Dikatakan, sebagai perusahaan multinasional, tak elok bagi Freeport begitu saja melakukan PHK.
Terkakhir, Presiden Jokowi mengatakan, "kalau memang sulit diajak musyawarah dan sulit kita ajak berunding, ya, nanti kita akan bersikap," kata Presiden Jokowi.
Sikap Freeport memang sejak semula tidak kooperatif, saat dimulainya renegosiasi KK pada 2011.
Istilah "renegosiasi" pun sebenarnya tidak tepat dan menempatkan posisi pemerintah lebih rendah, karena yang seharusnya dilakukan adalah "menyesuaikan" seluruh ketentuan KK dengan ketentuan-ketentuan baru yang diperintahkan UU No.4/2009.
Faktanya memang sikap keberatan Freeport mulai ditunjukkan Dubes Amerika Serikat Ted Osius mengatakan, renegosiasi kontrak akan menciptakan ketidakpastian bagi investor.
"Saya rasa itu akan sulit, karena begitu Anda menandatangani kontrak dan mau mengevaluasi kontrak itu bahkan mau mengubah kontrak itu, itu yang investor sebut ketidakpastian.
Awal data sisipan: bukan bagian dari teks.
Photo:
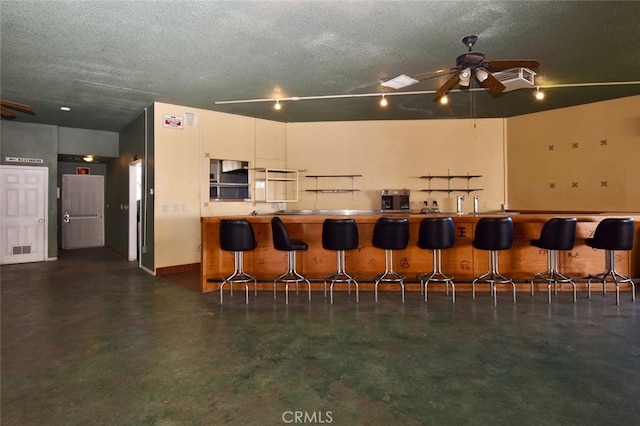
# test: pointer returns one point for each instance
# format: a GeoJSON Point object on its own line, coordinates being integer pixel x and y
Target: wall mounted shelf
{"type": "Point", "coordinates": [276, 185]}
{"type": "Point", "coordinates": [339, 190]}
{"type": "Point", "coordinates": [449, 178]}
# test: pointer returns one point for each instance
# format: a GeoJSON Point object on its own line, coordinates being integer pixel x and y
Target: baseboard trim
{"type": "Point", "coordinates": [177, 269]}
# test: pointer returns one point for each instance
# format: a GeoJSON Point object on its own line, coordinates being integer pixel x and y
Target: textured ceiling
{"type": "Point", "coordinates": [108, 60]}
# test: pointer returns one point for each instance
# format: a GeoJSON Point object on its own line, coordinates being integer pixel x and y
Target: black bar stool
{"type": "Point", "coordinates": [493, 234]}
{"type": "Point", "coordinates": [236, 235]}
{"type": "Point", "coordinates": [282, 242]}
{"type": "Point", "coordinates": [437, 234]}
{"type": "Point", "coordinates": [612, 234]}
{"type": "Point", "coordinates": [390, 234]}
{"type": "Point", "coordinates": [340, 235]}
{"type": "Point", "coordinates": [557, 234]}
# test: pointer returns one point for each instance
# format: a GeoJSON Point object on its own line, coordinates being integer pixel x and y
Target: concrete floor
{"type": "Point", "coordinates": [90, 339]}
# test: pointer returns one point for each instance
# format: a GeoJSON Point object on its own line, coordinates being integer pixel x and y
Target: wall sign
{"type": "Point", "coordinates": [24, 160]}
{"type": "Point", "coordinates": [172, 121]}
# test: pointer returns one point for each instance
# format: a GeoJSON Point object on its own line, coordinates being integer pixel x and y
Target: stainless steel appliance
{"type": "Point", "coordinates": [395, 199]}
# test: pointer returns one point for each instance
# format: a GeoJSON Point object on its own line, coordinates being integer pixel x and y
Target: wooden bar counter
{"type": "Point", "coordinates": [461, 261]}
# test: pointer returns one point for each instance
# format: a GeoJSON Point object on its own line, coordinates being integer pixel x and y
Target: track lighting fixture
{"type": "Point", "coordinates": [481, 74]}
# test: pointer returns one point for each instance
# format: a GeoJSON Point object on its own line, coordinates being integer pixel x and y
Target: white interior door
{"type": "Point", "coordinates": [82, 211]}
{"type": "Point", "coordinates": [23, 213]}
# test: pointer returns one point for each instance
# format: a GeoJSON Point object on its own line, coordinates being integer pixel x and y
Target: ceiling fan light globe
{"type": "Point", "coordinates": [465, 76]}
{"type": "Point", "coordinates": [482, 74]}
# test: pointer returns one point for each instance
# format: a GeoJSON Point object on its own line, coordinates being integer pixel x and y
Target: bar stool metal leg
{"type": "Point", "coordinates": [291, 276]}
{"type": "Point", "coordinates": [437, 276]}
{"type": "Point", "coordinates": [618, 278]}
{"type": "Point", "coordinates": [389, 275]}
{"type": "Point", "coordinates": [493, 277]}
{"type": "Point", "coordinates": [239, 276]}
{"type": "Point", "coordinates": [340, 276]}
{"type": "Point", "coordinates": [553, 276]}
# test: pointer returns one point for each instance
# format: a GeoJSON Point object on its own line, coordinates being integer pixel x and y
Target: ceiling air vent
{"type": "Point", "coordinates": [515, 78]}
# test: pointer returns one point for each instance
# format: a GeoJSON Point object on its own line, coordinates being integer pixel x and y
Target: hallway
{"type": "Point", "coordinates": [91, 339]}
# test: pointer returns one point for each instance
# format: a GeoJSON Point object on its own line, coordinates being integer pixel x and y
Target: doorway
{"type": "Point", "coordinates": [135, 196]}
{"type": "Point", "coordinates": [23, 213]}
{"type": "Point", "coordinates": [82, 211]}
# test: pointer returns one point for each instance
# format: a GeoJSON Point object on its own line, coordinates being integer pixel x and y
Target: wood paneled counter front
{"type": "Point", "coordinates": [461, 261]}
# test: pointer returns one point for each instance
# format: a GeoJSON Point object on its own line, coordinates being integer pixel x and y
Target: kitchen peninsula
{"type": "Point", "coordinates": [462, 261]}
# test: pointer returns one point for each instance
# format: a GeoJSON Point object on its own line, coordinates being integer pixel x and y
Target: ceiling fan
{"type": "Point", "coordinates": [7, 106]}
{"type": "Point", "coordinates": [469, 64]}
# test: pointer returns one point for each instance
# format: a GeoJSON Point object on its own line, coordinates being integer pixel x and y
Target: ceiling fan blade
{"type": "Point", "coordinates": [433, 74]}
{"type": "Point", "coordinates": [18, 107]}
{"type": "Point", "coordinates": [503, 64]}
{"type": "Point", "coordinates": [493, 84]}
{"type": "Point", "coordinates": [446, 87]}
{"type": "Point", "coordinates": [6, 113]}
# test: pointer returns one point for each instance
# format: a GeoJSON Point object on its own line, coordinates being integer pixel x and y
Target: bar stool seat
{"type": "Point", "coordinates": [493, 234]}
{"type": "Point", "coordinates": [237, 235]}
{"type": "Point", "coordinates": [557, 234]}
{"type": "Point", "coordinates": [282, 242]}
{"type": "Point", "coordinates": [437, 234]}
{"type": "Point", "coordinates": [390, 234]}
{"type": "Point", "coordinates": [612, 234]}
{"type": "Point", "coordinates": [340, 235]}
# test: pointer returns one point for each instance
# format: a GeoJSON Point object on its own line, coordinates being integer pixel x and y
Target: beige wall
{"type": "Point", "coordinates": [181, 192]}
{"type": "Point", "coordinates": [393, 154]}
{"type": "Point", "coordinates": [583, 158]}
{"type": "Point", "coordinates": [176, 189]}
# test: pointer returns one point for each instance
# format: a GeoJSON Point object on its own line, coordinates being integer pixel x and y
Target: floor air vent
{"type": "Point", "coordinates": [21, 250]}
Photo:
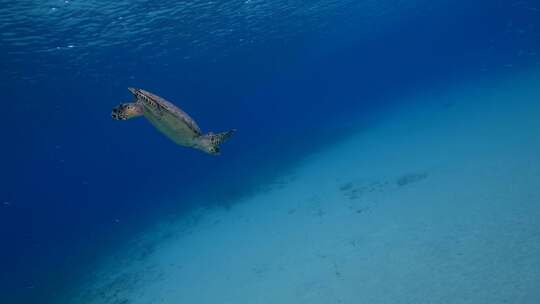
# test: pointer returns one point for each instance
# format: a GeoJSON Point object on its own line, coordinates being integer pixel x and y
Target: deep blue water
{"type": "Point", "coordinates": [291, 77]}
Itu akan memberi sinyal kurang baik bagi potensial investor," papar Ted Osius pada 22 Juni 2011.
Ternyata hingga saat ini "renegosiasi" dengan Freeport atas enam isu/aspek strategis yang diperintahkan UU Minerba memang gagal, dan masih menimbulkan kisruh seperti disebut di atas.
Keenam aspek strategis tersebut adalah luas wilayah kerja pertambangan, perpanjangan kontrak, penerimaan negara/royalti, kewajiban pengelolaan dan pemurnian (smelting) domestik, kewajiban divestasi saham, dan kewajiban penggunaan barang dan jasa dalam negeri.
Kewajiban smelting dalam negeri harus dilakukan paling lambat 5 tahun sejak UU Minerba ditetapkan pada Januari 2009, yaitu pada Januari 2014.
Pembangkangan Freeport
Pembangkangan Freeport membangun smelter domestik ternyata telah diampuni pemerintah 2 kali, yaitu dengan pemberian relaksasi larangan ekspor melalui PP No.1/2014 dan PP No.1/2017.
Sebenarnya penerbitan kedua PP tersebut telah sangat nyata melanggar UU No.4/2009, dan wajar jika DPR/MPR menggunakan fungsi pengawasannya untuk mengajukan hak angket atau memulai proses pemakzulan.
Berdasarkan tata urutan perundangan yang berlaku, posisi PP berada di bawah UU, sehingga ketentuan dalam PP tidak sah digunakan mengeliminasi ketentuan yang ada dalam UU.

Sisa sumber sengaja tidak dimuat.